Mark Lloyd, head of the Angling Trust, has no such doubts, though. He has a very clear view on what he thinks about them - so much so that he’s just shut down the Trust’s own forum.
“Personal attacks and petty arguments” were, he said, to blame for the decision. He couldn’t, as the man at the helm of the sport’s governing body, risk fishing’s image in the eyes of the public. Name-calling and schoolyard squabbling is hardly a fitting backdrop to an organisation charged with steering angling’s ship through turbulent waters.
So, quite rightly, he pulled the plug. No arguments. No discussion. The forum just ceased to exist.
Naturally, not everyone’s happy. Critics claim the move is too draconian, too heavy-handed, too knee jerk. Arguments, they say, are par for the course when groups are brought together for debate. Fellow Angling Times columnist, Nev Fickling, an active forum user himself, described the move as ‘feeble’, stating that he found it hard to believe the site couldn’t find someone to police it properly.
But I think he’s missed the point.
While healthy dialogue is to be encouraged, outright group abuse, often aimed at an individual, is clearly unacceptable. I’ve seen users of certain sites publically humiliate and destroy people whose only ‘crime’ is to put in a claim for a fish that may or may not be 100 per cent authentic. That, in any sane person’s eyes, is just not on. As I’ve written before, these cowards treat the net like a cyber playground where, hidden under the cloak of anonymity, they act out the role of bully.
It isn’t just wrong, it’s normally in contravention of libel laws, too.
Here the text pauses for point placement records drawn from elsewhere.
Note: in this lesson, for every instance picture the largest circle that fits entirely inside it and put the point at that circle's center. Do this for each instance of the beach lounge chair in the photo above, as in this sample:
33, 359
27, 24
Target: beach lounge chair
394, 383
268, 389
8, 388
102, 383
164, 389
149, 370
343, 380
What some forum users don’t seem to realise is the internet is subject to the same strict rules as broadcast and print media. Can you imagine some of the comments posted on threads ever appearing in a newspaper? Of course not.
Editors simply wouldn’t allow it.
But, for some reason, the custodians of many websites don’t seem to acknowledge that fact, trusting members who have posted over a period of time to act as moderators. Hardly the strictest security net is it?
While I hope I’m wrong, it won’t be long before someone in the fishing world, defamed on a public forum, does more than simply demand the removal of offending material. Sites will end up being shut and the owners will suffer heavy financial penalties. It’s not a matter of if but when.
The internet is a wonderful tool. But the all-encompassing qualities that make it so brilliant also provide its greatest flaw. As the Trust discovered last week, open access forums can be dangerous places - because above all else, they’ve given a voice to everybody, even those without the intelligence to deserve it.